Line break charts default a value of 3, meaning it compares the current bar’s close to the bar that came 2 periods earlier.
Renko charts appear as a sequence of uniformly sized bars (referred to as ‘bricks’) that connect at their corners. These charts are independent of time and are determined only by price action. Ascending bricks are colored green, and descending bricks are colored red.
Renko charts are constructed by assigning a ‘range’ value for each brick to represent. A new brick is drawn when the price moves above or below the amount signified by the previous brick. For example, let’s say you have an equity valued at 100 dollars and you’re plotting a Renko chart with a range value of 10. The next day the price closes at 109 dollars, so no new brick is drawn. The day after that the price closes at 111 dollars, which causes a new brick to be drawn because the price has increased at least 10 dollars from the previous brick. The next day the price drops to 99 dollars, which causes two downward trending bricks to be drawn.

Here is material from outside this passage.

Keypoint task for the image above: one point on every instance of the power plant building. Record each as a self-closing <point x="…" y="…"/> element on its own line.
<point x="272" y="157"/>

Range bars appear as a sequence of uniformly sized bars that connect at their corners and sometimes sit adjacent to one another. These charts are independent of time and are determined only by price action. Ascending bars are colored green, and descending bars are colored red.
Range bars are constructed by assigning a ‘range’ value for each bar to represent. A new bar is drawn when the price moves above or below the amount signified by the previous range bar. Ascending bars adjacent to descending bars indicates price oscillation between the high and low of the bars. Bars obey three rules of construction:
- Bars extend the length of the specified range.
- Bars open at the close of the previous bar.
- Bars must close at either the high or low value.
Point and Figure
Point & figure charts appear as alternating columns of X’s and O’s. These charts are independent of time and are determined only by price action. The X columns indicate upward price action, and are colored green. The O columns indicate downward price action, and are coloured red.
Point & figure charts are constructed by specifying a ‘box size’ and a ‘reversal’ amount. Box size indicates the number of units the price must move in order for an X or O to be drawn in a series. The default value for box size is 1. The reversal is the number of units the price must move in the opposite direction for the current trend to switch. The default value for reversal is 3. Pressing the ‘Auto Select’ button will set the default values for both fields.
As an example, let’s say you have an equity that is valued at 10 dollars and you are plotting a point and figure chart with a box size of 1, and a reversal of 3. Your stock increases to 15 dollars, and a column of five ascending X’s is drawn. As this trend continues, more X’s will be added to that column. To break this trend, the price will have to drop at least 3 dollars, and a column of descending O’s will begin.